Apesar deste panorama tão pouco animador, devo contudo testemunhar o esforço que diariamente é feito por um pequeno grupo de técnicos, onde me incluo com o estatuto de voluntária (recepcionistas, conselheiros, activistas, enfermeiros, técnicos de Medicina, auxiliares de acção médica, técnicos de Farmácia, médicos) no tratamento e acompanhamento dos doentes. Registámos desde o início deste ano mais de mil doentes (uma média de 3 novos doentes por dia). A agravar esta situação muitos deles sofrem de tuberculose, muito frequentemente têm episódios de malária o que agrava muito o prognóstico. 

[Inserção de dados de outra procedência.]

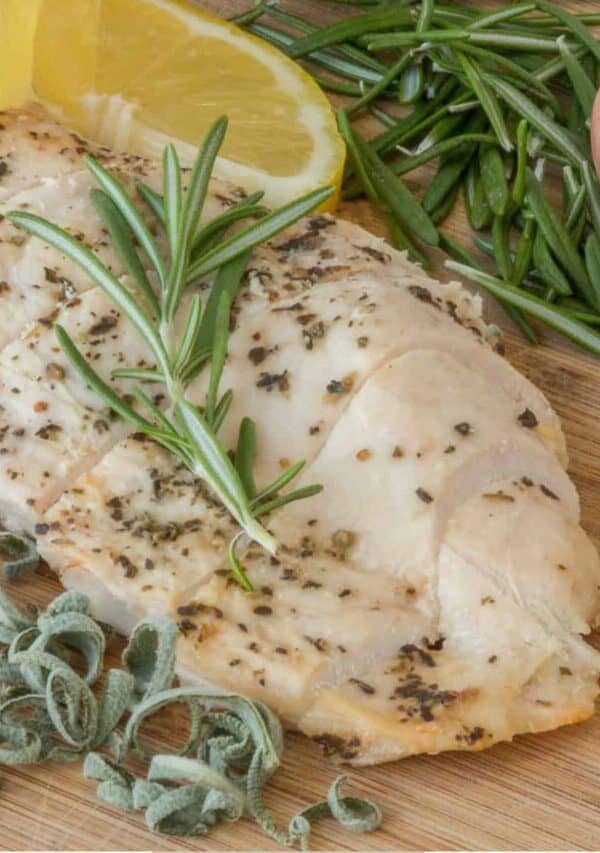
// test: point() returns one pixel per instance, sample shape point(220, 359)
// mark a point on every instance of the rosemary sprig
point(184, 428)
point(493, 93)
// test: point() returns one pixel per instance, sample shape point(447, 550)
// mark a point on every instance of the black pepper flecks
point(528, 419)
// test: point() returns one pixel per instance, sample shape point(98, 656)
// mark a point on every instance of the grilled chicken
point(432, 597)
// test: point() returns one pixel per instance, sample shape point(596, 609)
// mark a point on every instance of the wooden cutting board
point(539, 793)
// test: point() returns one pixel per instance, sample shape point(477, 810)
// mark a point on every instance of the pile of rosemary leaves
point(51, 709)
point(500, 98)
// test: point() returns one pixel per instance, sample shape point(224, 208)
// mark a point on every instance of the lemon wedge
point(134, 74)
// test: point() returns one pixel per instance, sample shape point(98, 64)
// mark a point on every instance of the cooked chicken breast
point(433, 596)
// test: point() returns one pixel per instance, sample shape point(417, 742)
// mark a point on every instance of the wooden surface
point(539, 793)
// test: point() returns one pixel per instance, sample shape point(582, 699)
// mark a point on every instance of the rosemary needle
point(489, 61)
point(185, 429)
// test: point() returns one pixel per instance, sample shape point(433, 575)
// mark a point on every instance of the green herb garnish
point(194, 252)
point(493, 95)
point(50, 711)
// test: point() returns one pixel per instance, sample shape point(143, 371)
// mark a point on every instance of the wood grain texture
point(538, 793)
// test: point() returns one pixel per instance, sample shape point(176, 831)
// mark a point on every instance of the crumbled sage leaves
point(57, 703)
point(186, 429)
point(18, 553)
point(492, 95)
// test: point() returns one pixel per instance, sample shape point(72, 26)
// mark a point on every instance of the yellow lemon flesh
point(134, 74)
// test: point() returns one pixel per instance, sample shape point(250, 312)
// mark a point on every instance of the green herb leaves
point(49, 712)
point(186, 429)
point(486, 87)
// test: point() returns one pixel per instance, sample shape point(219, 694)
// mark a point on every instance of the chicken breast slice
point(407, 609)
point(54, 427)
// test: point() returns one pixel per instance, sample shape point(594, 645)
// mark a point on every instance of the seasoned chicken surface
point(433, 596)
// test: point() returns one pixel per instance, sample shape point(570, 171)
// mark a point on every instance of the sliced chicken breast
point(433, 596)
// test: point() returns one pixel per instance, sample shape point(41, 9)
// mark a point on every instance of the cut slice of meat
point(431, 597)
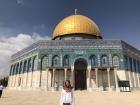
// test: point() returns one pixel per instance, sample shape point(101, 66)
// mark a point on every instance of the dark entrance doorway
point(80, 67)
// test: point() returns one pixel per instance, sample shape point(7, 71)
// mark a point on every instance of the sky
point(22, 22)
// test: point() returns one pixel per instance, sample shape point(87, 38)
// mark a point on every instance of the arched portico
point(80, 78)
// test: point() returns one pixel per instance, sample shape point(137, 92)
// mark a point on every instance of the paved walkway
point(82, 98)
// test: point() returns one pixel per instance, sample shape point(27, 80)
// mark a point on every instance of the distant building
point(76, 52)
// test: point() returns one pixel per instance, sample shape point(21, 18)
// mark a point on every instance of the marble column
point(108, 78)
point(116, 79)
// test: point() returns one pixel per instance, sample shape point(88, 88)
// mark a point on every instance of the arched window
point(66, 60)
point(93, 60)
point(20, 69)
point(17, 68)
point(44, 62)
point(56, 61)
point(34, 67)
point(25, 66)
point(115, 60)
point(104, 61)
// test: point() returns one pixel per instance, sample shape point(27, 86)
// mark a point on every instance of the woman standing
point(67, 95)
point(1, 89)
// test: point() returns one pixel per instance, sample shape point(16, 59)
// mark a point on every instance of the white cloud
point(10, 45)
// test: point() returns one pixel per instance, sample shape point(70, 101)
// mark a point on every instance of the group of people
point(67, 94)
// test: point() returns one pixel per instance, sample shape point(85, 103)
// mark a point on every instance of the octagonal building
point(77, 52)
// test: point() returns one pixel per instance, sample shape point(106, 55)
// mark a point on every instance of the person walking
point(67, 94)
point(1, 90)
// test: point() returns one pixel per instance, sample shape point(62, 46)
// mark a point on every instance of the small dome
point(76, 24)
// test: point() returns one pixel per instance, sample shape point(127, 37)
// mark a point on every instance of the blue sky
point(117, 19)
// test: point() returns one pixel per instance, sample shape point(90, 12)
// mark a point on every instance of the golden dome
point(76, 24)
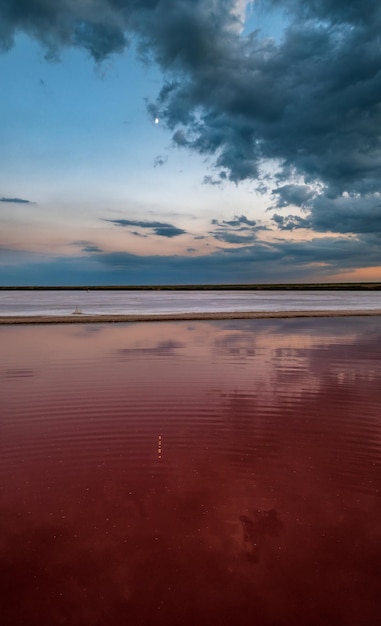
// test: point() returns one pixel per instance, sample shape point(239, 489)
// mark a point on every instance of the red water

O contexto social é perpassado por muitos estereótipos, crendices, feitiços e magias, sintomas de fatalismo e cepticismo, discursos moralistas que complicam as intervenções dos técnicos e que determinam que os doentes recorram já muito tarde aos serviços de saúde prejudicando ou inviabilizando a sua recuperação. É muito frequente o aparecimento de pessoas doentes que fizeram uma jornada longa pela medicina tradicional (vulgo curandeiros), ficando exauridos não só nas condições de saúde física, mas também de recursos financeiros. Chegam trazidos ao colo pela família num estado adiantado de caquexia (magreza extrema), com grave deterioração das funções vitais, das quais acabam por falecer, uma vez que necessitariam de cuidados médicos e de enfermagem muito complexos que aqui neste contexto de escassez de recursos é impossível dispensar.

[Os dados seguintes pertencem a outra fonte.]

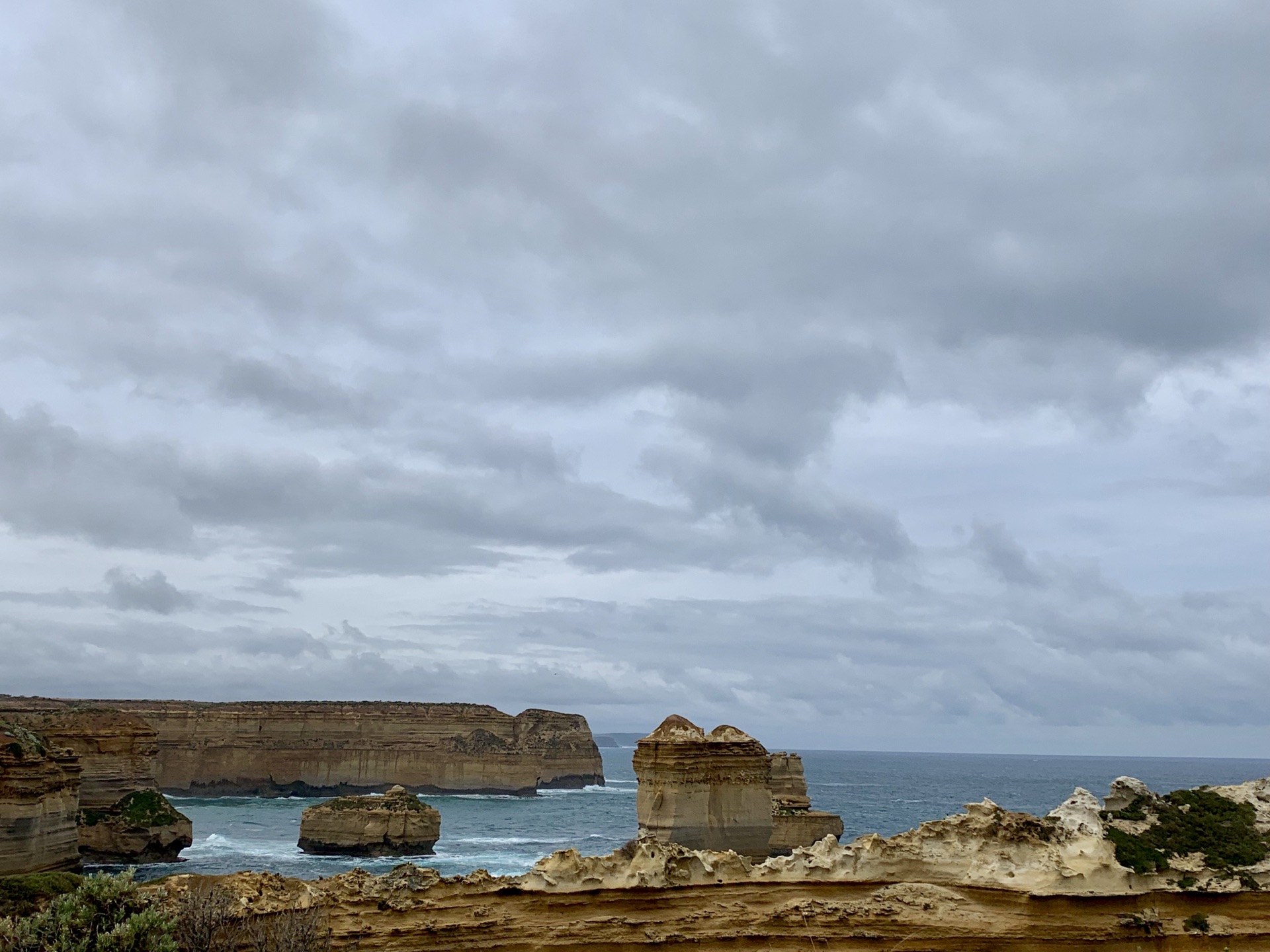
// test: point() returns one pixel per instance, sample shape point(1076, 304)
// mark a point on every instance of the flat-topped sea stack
point(38, 801)
point(122, 815)
point(325, 748)
point(704, 791)
point(396, 824)
point(794, 823)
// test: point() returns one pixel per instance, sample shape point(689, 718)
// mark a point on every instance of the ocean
point(874, 793)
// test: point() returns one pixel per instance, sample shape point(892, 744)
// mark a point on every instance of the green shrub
point(1189, 822)
point(1136, 852)
point(103, 914)
point(1203, 822)
point(23, 895)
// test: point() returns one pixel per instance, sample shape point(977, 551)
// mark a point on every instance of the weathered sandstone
point(723, 902)
point(396, 824)
point(116, 750)
point(988, 879)
point(333, 748)
point(704, 791)
point(794, 823)
point(38, 801)
point(122, 818)
point(142, 828)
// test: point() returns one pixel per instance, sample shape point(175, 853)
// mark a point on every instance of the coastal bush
point(210, 920)
point(103, 914)
point(143, 808)
point(23, 895)
point(1136, 853)
point(1189, 822)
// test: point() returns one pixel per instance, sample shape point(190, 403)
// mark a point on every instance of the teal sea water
point(874, 793)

 Tendo em consideração os aspectos culturais deste povo, a doença não se explica pela falência ou distúrbio no funcionamento das células e órgãos, por defeitos metabólicos ou agressão de agentes externos e muitas outras causas. É sempre atribuída a forças mágicas ou feitiços que lhes foram lançados pela família, antepassados mortos, ou ainda pelos vizinhos, dos quais se tentam libertar através das práticas tradicionais dos curandeiros. Por estas razões, a atitude de negação da doença é muito frequente. Num estudo realizado por Cristiano Matsinhe (perito moçambicano de ciências sociais) e recentemente divulgado, podemos colher muitos contributos para o conhecimento desta complexidade social ligada a esta doença. Afirma ele que é necessário” mergulhar no repertório de valores, representações e significações que desafiam as acções de luta contra a Sida, problematizando-as, como estruturas dinâmicas que também sustentam as representações oficiais”. Quer ele, com isto significar, que muitos profissionais de saúde também se apropriam destes repertórios de crenças, coabitando com a medicina tradicional ou aconselhando mesmo o recurso àquelas entidades, para resolução dos problemas particularmente nos meios rurais.

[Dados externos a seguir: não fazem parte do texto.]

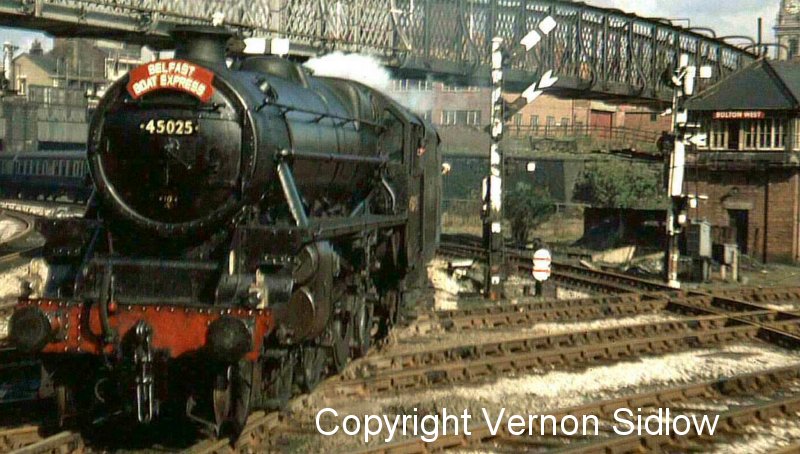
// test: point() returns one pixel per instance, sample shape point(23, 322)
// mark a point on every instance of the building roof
point(763, 85)
point(45, 62)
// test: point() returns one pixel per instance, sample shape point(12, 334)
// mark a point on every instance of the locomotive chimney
point(207, 45)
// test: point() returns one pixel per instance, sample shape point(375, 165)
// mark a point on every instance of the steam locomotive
point(252, 228)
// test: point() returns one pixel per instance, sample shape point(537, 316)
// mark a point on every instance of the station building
point(750, 168)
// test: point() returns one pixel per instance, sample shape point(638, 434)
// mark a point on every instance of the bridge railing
point(577, 131)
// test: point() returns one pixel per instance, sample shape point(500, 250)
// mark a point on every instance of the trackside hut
point(750, 168)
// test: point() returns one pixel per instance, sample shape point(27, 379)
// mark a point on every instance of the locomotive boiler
point(252, 228)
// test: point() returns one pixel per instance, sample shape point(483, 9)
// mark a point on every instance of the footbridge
point(595, 52)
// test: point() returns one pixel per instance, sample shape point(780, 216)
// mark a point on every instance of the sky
point(726, 17)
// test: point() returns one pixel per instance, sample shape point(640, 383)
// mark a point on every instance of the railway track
point(702, 320)
point(581, 277)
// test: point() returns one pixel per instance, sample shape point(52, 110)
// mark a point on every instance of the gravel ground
point(9, 228)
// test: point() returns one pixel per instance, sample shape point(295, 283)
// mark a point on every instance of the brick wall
point(770, 198)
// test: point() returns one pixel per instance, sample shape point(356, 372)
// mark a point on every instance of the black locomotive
point(252, 228)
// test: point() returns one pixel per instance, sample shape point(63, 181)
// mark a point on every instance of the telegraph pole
point(684, 134)
point(493, 186)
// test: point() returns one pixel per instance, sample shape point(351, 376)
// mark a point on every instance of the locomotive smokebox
point(207, 45)
point(30, 330)
point(228, 339)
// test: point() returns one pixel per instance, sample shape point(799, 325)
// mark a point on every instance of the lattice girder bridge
point(597, 52)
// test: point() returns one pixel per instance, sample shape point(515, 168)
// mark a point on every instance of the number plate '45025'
point(170, 127)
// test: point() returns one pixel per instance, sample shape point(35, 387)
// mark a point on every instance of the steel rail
point(386, 364)
point(465, 370)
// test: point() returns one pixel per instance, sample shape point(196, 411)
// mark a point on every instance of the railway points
point(255, 247)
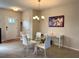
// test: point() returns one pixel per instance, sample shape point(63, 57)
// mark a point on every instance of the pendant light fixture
point(37, 17)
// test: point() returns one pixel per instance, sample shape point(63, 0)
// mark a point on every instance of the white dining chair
point(44, 45)
point(38, 36)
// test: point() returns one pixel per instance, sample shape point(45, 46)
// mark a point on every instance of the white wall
point(4, 15)
point(71, 25)
point(27, 21)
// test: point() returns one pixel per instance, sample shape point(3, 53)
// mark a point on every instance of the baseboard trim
point(71, 48)
point(68, 47)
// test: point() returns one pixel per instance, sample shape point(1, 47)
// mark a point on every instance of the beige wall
point(27, 21)
point(4, 15)
point(71, 25)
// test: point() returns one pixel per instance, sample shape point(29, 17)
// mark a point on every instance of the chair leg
point(45, 52)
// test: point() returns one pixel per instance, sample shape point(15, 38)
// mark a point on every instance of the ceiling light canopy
point(37, 17)
point(16, 8)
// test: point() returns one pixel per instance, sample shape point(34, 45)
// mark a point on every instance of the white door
point(11, 28)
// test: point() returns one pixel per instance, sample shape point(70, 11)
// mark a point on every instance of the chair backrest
point(47, 41)
point(38, 35)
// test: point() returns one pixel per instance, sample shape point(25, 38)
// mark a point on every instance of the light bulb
point(42, 17)
point(34, 18)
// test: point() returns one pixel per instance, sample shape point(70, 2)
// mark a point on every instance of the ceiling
point(23, 4)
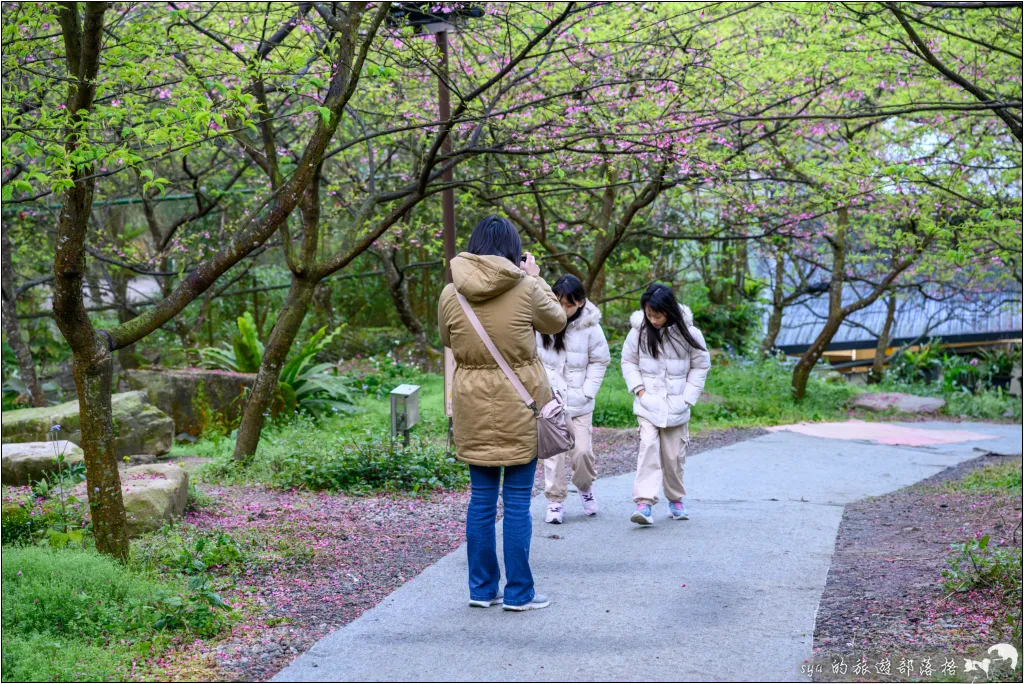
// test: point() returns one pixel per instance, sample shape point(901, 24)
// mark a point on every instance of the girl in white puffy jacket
point(576, 360)
point(665, 364)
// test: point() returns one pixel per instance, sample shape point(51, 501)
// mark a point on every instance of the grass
point(747, 393)
point(71, 614)
point(1001, 478)
point(341, 452)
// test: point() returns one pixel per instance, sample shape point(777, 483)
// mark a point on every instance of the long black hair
point(659, 298)
point(498, 237)
point(567, 287)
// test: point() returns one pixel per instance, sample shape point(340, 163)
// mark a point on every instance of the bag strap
point(502, 364)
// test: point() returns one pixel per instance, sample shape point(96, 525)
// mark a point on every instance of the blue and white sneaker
point(539, 601)
point(498, 600)
point(677, 510)
point(642, 515)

Na minha prática, tenho verificado que, muitos doentes confessam ter já percorrido estes trajectos, e que não compreendem as alterações do seu estado de saúde. É necessário muito trabalho para explicar o que está a acontecer, a evolução e a responsabilidade individual no controle da doença. Este longo caminho exige muita persistência, muitas horas de conversa, de avanços e recuos, de períodos de melhoria e de agravamento. O analfabetismo e a pobreza são factores que como imaginam complicam todo este quadro, pois as terapêuticas são complexas e o grau de adesão é baixo. Alguns logo que se sentem ligeiramente melhores deixam de tomar os medicamentos e esta atitude acarreta problemas de gestão de alternativas terapêuticas, tendo em atenção que estas são muito limitadas. A discriminação acontece no seio das famílias e por isso, conheço alguns casos muito dramáticos sob o ponto de vista social e humano, ficando as mulheres e crianças em situação ainda mais precária.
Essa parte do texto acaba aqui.